Posted Aug 10, 2025 Updated Aug 11, 2025

By AKatydid

8 min read

1.Pre-training

Pre-training 阶段主要是通过大量互联网语料，构建一个能够“记住”大量知识的基础模型。基础模型就是一个互联网 token 模拟器，并不具备 “根据问题，吐出对应答案” 的能力。

Step 1: download and preprocess the internet. Hugging face 开源了一个 44 TB 的 Pre-training 数据集 FineWeb。
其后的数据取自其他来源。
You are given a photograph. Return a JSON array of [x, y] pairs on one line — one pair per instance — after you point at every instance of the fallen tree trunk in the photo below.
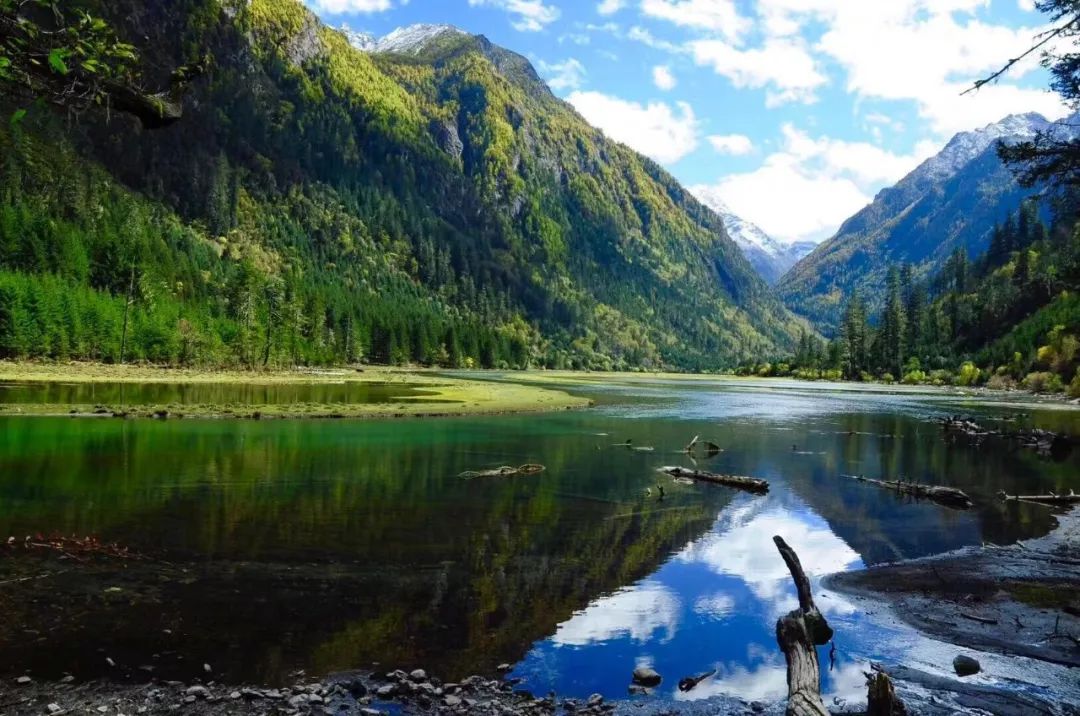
[[949, 497], [798, 635], [1071, 498], [880, 696], [752, 484]]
Step 2: tokenization. LLMs 无法直接理解自然语言的文本，而分词器 (Tokenizer) 则是将自然语言转化成数字向量 (token)。可视化 Tokenizer 网站：https://tiktokenizer.vercel.app/

Step 3: training. 根据互联网语料，最大化 next token 的概率，如 Fig 1 所示。

Fig 1. Training

Inference. 基于 Pre-training 后的基础模型，输入 Token 序列，基础模型预测 next token。

Fig 2. Inference

2.Post-training: SFT

与 Pre-training 阶段最大不同之处在于训练的语料。Post-training 的训练数据一般是对话（指令），且规模远小于 Pre-training 数据集，目的是同时内化 Pre-training 的知识和学习 Post-training 的对话形式。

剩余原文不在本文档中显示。